History log of /linux-master/arch/powerpc/lib/qspinlock.c
Revision Date Author Comments
# b629b541 16-Oct-2023 Nicholas Piggin <npiggin@gmail.com>

powerpc/qspinlock: Rename yield_propagate_owner tunable

Rename yield_propagate_owner to yield_sleepy_owner, which better
describes what it does (what, not how).

Signed-off-by: Nicholas Piggin <npiggin@gmail.com>
Tested-by: Shrikanth Hegde <sshegde@linux.vnet.ibm.com>
Reviewed-by: "Nysal Jan K.A" <nysal@linux.ibm.com>
Signed-off-by: Michael Ellerman <mpe@ellerman.id.au>
Link: https://msgid.link/20231016124305.139923-7-npiggin@gmail.com


# 1e6d5f72 16-Oct-2023 Nicholas Piggin <npiggin@gmail.com>

powerpc/qspinlock: Propagate sleepy if previous waiter is preempted

The sleepy (aka lock-owner-is-preempted) condition is propagated down
the queue by each waiter. If a waiter becomes preempted, it can no
longer propagate sleepy. To allow subsequent waiters to yield to the
lock owner, also check the lock owner in this case.

Signed-off-by: Nicholas Piggin <npiggin@gmail.com>
Tested-by: Shrikanth Hegde <sshegde@linux.vnet.ibm.com>
Reviewed-by: "Nysal Jan K.A" <nysal@linux.ibm.com>
Signed-off-by: Michael Ellerman <mpe@ellerman.id.au>
Link: https://msgid.link/20231016124305.139923-6-npiggin@gmail.com


# fcf77d44 16-Oct-2023 Nicholas Piggin <npiggin@gmail.com>

powerpc/qspinlock: don't propagate the not-sleepy state

To simplify things, don't propagate the not-sleepy condition back down
the queue.

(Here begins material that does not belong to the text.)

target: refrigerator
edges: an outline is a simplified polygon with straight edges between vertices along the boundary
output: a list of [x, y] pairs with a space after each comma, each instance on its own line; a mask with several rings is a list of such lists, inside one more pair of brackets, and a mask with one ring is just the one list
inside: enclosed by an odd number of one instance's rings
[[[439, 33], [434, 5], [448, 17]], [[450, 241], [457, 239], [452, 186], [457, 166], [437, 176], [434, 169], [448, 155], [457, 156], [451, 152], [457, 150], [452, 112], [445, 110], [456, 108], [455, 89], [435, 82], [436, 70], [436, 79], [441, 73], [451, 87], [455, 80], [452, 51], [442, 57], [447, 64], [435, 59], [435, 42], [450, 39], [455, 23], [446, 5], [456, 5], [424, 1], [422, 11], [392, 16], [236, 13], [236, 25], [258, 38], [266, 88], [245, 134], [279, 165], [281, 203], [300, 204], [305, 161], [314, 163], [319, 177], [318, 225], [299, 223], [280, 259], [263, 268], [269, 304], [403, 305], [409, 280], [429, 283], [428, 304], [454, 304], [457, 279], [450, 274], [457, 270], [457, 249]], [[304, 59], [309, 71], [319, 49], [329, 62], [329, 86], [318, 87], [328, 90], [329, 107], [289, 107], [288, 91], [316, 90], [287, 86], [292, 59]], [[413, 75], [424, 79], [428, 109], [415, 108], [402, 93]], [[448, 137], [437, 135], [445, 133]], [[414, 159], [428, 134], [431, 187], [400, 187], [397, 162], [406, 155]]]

Instead, have the waiters clear their own node->sleepy when
finding the lock owner is not preempted.

Signed-off-by: Nicholas Piggin <npiggin@gmail.com>
Tested-by: Shrikanth Hegde <sshegde@linux.vnet.ibm.com>
Reviewed-by: "Nysal Jan K.A" <nysal@linux.ibm.com>
Signed-off-by: Michael Ellerman <mpe@ellerman.id.au>
Link: https://msgid.link/20231016124305.139923-5-npiggin@gmail.com


# fd8fae50 16-Oct-2023 Nicholas Piggin <npiggin@gmail.com>

powerpc/qspinlock: propagate owner preemptedness rather than CPU number

Rather than propagating the CPU number of the preempted lock owner,
just propagate whether the owner was preempted. Waiters must read the
lock value when yielding to it to prevent races anyway, so might as
well always load the owner CPU from the lock.

To further simplify the code, also don't propagate the -1 (or
sleepy=false in the new scheme) down the queue. Instead, have the
waiters clear it themselves when finding the lock owner is not
preempted.

Signed-off-by: Nicholas Piggin <npiggin@gmail.com>
Tested-by: Shrikanth Hegde <sshegde@linux.vnet.ibm.com>
Reviewed-by: "Nysal Jan K.A" <nysal@linux.ibm.com>
Signed-off-by: Michael Ellerman <mpe@ellerman.id.au>
Link: https://msgid.link/20231016124305.139923-4-npiggin@gmail.com


# f6568647 16-Oct-2023 Nicholas Piggin <npiggin@gmail.com>

powerpc/qspinlock: stop queued waiters trying to set lock sleepy

If a queued waiter notices the lock owner or the previous waiter has
been preempted, it attempts to mark the lock sleepy, but it does this
as a try-set operation using the original lock value it got when
queueing, which will become stale as the queue progresses, and the
try-set will fail. Drop this and just set the sleepy seen clock.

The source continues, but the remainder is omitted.